Sample from pre-simulated steady-state plasma concentrations
Source:R/sample_simulated_css.R
sample_simulated_css.RdSample steady-state plasma concentrations (C\(_{ss}\)) for individuals from pre-simulated values stored in the 'simulated_css' table in a GeoTox database.
Details
The C\(_{ss}\) values are sampled from the 'simulated_css' table, which
must already exist in the GeoTox database; it can be created using
set_simulated_css(). The minimum characteristics that are used to match
individuals to sets of C\(_{ss}\) values are age and weight category
("Normal" or "Obese"). Additional columns (which must exist in both the
'simulated_css' and 'sample' tables) can be specified using the
css_extra_cols argument. If css_exta_cols is provided it will be added to
the GeoTox object parameter list, GT$par.
In addition to the 'simulated_css' table, both 'sample' and 'concentration'
tables must also exist in the GeoTox database. The 'sample' table must
contain the characteristics of individuals (age, weight category, and any
additional columns specified in css_extra_cols). One way to create this
'sample' table is by using set_sample(). The 'concentration' table will
typically be created using simulate_exposure() and will be populated with
rows for each individual and substance combination where exposure data is
available. The sampled C\(_{ss}\) values will be stored in a new "C_ss"
column in the 'concentration' table.
The substance_order argument can be used to specify the order in which
substances are evaluated when sampling C\(_{ss}\) values. The default is to
evaluate substances in the order they appear in the 'substance' table.

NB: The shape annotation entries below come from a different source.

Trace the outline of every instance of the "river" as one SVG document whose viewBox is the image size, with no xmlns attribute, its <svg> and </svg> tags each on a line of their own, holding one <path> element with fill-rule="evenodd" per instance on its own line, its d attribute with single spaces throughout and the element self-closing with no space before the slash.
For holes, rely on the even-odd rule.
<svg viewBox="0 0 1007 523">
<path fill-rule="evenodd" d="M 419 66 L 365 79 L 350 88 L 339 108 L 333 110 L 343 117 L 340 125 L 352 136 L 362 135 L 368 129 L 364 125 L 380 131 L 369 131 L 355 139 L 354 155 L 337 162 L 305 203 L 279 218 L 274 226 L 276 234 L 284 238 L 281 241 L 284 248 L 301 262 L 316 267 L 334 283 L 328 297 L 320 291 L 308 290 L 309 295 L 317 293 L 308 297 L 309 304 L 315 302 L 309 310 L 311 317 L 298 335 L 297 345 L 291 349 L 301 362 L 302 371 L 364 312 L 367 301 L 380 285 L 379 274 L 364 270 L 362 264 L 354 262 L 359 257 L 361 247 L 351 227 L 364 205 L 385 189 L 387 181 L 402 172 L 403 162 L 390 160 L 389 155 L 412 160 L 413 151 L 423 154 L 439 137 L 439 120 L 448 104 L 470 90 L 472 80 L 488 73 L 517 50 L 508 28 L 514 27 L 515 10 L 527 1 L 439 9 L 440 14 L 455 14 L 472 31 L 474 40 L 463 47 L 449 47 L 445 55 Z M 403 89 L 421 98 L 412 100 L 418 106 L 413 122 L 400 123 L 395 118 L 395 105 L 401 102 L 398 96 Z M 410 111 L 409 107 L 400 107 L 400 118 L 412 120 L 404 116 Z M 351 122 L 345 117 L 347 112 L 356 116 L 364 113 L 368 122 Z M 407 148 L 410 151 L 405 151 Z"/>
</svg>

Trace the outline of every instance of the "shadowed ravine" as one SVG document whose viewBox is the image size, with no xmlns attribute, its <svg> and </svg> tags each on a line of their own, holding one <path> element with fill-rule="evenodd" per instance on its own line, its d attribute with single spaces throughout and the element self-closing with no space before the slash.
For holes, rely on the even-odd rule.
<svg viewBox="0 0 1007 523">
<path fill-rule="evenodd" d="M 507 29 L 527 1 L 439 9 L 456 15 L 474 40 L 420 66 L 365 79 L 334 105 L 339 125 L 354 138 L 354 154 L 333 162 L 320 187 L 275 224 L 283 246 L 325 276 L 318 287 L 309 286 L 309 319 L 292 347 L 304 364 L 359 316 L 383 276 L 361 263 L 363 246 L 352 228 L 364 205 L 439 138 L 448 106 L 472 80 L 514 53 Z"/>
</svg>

However, if a different order is needed for some reason (e.g., replication of
results from a previous GeoTox implementation), the user can provide a named
list where the name is the column in the 'substance' table to use for
ordering (e.g., "casn") and the value is a vector of substance identifiers in
the desired order. If provided, the substance_order will be added to the
GeoTox object parameter list, GT$par.
Examples
# Create required tables
sample_df <- tibble::tribble(
~FIPS, ~age, ~weight,
10000, 25, "Normal",
10000, 35, "Obese",
20000, 50, "Normal"
)
exposure_df <- tibble::tribble(
~FIPS, ~casn, ~route, ~mean, ~sd,
10000, "00-00-1", "inhalation", 10, 1,
10000, "00-00-2", "inhalation", 20, 1,
20000, "00-00-1", "inhalation", 30, 1,
20000, "00-00-2", "inhalation", 40, 1
)
# Note: normally the css_df would have many more rows for each combination of
# the non-'css' columns to allow for sampling.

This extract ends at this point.